Ethiopia announced the completion of the dam’s reservoir’s second filling on July 19, 2021, with a capacity of 13.5 billion cubic meters, in addition to the 4.9 billion cubic meters held in the first filling in July 2020. Despite the fact that Egypt and Sudan have both denied the completion of these two phases in the absence of an agreement.
In February, Ethiopia also announced the dam’s first partial operation through limited electricity generation, a move that the two downstream countries also condemned as a violation of the three countries’ Declaration of Principles agreement, which prohibits any of them from taking unilateral measures in the use of the river’s water.
Lashitew, on the other hand, feels that Ethiopia’s supply of energy to South Sudan would have little effect on the GERD discussions. “The overall power export to South Sudan will be less than 8% of the GERD’s total producing capacity,” he stated. Negotiations [about GERD] are not going well right now, but I doubt this discovery will make matters worse.”
“A peaceful conclusion for a shared and equitable use of the Nile is critical for regional stability and economic integration,” he continued.
The African Union’s (AU) repeated attempts to resolve the GERD dispute have failed since June 2020 to broker a deal to end the stalemate in negotiations between the three countries, with its most recent round taking place in Kinshasa, the Democratic Republic of Congo’s capital, in April 2021, which did not result in an agreement to resume negotiations. Following then, the parties shared blame for the stymied discussions.
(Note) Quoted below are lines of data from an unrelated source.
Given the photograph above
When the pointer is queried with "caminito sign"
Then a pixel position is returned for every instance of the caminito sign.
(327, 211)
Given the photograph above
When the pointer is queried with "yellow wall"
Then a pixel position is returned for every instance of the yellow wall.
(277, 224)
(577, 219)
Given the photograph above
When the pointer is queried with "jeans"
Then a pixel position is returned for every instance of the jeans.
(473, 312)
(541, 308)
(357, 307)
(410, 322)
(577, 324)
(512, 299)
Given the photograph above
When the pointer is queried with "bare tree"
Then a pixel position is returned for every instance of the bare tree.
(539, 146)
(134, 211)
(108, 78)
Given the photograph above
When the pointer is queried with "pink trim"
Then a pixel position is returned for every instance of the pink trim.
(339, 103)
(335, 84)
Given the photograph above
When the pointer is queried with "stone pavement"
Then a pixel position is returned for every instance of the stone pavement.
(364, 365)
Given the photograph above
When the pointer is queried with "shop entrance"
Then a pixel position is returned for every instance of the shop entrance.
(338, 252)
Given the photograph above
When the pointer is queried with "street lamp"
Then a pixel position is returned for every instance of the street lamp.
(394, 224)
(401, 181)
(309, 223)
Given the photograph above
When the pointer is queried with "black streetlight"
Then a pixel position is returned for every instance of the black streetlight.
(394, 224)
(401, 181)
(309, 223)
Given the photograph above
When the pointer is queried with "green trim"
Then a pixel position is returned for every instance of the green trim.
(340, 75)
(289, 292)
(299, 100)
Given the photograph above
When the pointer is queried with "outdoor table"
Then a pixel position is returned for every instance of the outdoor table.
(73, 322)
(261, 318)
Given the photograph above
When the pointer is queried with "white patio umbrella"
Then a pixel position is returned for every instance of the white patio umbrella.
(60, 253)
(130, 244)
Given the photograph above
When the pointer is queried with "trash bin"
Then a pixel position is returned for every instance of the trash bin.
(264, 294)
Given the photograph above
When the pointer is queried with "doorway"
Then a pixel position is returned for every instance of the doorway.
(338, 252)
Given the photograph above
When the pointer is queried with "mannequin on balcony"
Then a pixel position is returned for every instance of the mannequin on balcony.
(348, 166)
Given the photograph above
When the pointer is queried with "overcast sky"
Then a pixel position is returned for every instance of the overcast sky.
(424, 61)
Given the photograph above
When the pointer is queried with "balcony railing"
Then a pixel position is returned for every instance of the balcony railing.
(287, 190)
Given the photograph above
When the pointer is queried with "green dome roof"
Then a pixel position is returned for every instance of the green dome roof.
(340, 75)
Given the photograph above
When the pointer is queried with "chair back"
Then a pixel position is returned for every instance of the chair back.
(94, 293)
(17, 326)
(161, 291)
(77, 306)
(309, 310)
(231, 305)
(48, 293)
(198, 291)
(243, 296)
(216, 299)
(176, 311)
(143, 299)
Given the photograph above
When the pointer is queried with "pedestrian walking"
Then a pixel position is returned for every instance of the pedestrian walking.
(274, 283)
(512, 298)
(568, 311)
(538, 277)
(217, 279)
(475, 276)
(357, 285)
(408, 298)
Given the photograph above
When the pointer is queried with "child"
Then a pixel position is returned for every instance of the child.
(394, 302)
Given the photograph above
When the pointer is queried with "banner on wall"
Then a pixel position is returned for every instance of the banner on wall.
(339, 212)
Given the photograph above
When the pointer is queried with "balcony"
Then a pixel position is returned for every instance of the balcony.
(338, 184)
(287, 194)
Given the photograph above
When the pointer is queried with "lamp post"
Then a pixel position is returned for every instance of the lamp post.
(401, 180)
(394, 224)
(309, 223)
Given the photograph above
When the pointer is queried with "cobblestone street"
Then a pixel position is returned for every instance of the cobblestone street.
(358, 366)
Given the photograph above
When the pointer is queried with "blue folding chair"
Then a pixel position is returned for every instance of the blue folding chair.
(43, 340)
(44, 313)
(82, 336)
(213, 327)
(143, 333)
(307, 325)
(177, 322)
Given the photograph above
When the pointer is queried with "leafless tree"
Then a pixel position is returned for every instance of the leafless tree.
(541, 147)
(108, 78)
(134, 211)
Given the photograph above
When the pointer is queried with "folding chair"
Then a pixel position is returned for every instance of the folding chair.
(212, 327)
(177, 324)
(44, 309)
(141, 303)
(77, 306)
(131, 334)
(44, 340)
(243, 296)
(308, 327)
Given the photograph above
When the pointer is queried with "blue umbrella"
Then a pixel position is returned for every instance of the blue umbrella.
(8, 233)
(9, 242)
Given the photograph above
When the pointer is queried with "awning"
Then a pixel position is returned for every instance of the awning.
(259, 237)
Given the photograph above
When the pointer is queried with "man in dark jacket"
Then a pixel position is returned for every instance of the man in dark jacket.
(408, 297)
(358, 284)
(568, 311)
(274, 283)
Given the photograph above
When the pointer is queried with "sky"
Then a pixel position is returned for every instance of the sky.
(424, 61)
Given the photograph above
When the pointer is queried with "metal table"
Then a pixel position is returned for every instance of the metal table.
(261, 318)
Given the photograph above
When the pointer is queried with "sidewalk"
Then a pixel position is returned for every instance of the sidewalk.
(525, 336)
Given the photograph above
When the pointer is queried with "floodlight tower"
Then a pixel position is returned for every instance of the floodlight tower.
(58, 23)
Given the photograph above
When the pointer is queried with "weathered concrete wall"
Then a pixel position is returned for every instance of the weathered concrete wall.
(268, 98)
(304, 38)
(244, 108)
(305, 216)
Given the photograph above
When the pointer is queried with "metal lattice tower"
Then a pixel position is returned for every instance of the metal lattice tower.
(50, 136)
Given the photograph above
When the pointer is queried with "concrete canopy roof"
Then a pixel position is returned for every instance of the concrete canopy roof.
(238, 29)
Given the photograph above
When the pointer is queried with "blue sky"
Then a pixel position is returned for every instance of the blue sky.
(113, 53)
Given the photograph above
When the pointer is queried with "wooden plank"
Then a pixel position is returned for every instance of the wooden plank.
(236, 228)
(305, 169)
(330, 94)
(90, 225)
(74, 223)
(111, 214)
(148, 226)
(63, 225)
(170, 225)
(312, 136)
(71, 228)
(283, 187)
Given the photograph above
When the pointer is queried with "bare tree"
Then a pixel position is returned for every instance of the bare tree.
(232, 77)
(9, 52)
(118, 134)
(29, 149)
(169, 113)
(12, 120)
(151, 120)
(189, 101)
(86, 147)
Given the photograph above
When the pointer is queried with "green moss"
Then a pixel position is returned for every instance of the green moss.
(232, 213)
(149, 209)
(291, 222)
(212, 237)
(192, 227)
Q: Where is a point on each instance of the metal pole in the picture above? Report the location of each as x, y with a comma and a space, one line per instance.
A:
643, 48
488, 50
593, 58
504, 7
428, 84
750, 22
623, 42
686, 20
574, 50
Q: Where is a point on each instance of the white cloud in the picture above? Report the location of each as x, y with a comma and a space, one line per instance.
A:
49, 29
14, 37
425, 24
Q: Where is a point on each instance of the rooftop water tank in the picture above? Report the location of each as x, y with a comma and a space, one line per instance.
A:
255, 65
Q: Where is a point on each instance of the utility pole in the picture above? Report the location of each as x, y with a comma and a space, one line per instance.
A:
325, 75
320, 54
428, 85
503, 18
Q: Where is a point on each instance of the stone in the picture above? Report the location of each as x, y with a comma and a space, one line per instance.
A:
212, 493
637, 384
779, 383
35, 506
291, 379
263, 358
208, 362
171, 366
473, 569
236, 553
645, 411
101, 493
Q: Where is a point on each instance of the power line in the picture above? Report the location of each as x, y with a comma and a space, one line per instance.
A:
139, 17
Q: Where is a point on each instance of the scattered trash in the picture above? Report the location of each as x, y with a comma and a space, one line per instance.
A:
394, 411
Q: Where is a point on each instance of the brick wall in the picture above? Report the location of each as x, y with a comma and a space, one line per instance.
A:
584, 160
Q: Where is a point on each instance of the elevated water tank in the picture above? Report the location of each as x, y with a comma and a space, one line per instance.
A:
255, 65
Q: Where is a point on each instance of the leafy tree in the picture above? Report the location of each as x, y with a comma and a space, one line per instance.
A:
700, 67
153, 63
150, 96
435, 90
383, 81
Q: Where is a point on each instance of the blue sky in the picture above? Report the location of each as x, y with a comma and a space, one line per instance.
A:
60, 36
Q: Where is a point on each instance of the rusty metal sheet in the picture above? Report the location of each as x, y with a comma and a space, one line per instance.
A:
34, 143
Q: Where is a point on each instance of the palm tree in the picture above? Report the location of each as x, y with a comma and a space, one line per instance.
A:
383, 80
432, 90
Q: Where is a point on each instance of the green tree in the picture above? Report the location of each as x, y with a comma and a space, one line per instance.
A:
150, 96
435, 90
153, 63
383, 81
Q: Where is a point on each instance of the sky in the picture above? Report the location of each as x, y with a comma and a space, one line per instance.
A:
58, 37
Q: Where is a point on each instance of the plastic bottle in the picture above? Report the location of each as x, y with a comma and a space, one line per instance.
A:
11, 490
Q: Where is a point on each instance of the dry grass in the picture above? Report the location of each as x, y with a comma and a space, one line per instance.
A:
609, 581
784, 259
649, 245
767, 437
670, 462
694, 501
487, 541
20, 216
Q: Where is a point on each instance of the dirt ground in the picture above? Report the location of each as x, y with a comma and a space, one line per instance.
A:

Despite Addis Abeba’s opposition, Cairo and Khartoum were able to get the dam issue on the agenda of the United Nations Security Council last summer. Following that, the Security Council issued a presidential statement urging the three nations to restart their discussions under the auspices of the AU, which has subsequently attempted to reopen negotiations but has been unsuccessful.
However, Egypt and Sudan remain hopeful that the stalled discussions with Ethiopia would be resumed before the dam’s reservoir is filled for the third time.
Swain, on the other hand, is pessimistic about the success of a negotiated agreement before the filling begins this year. “Political instability in Sudan and the West’s emphasis on Ukraine have allowed Ethiopia greater free space to pursue its unilateral filling of the GERD reservoir,” he added.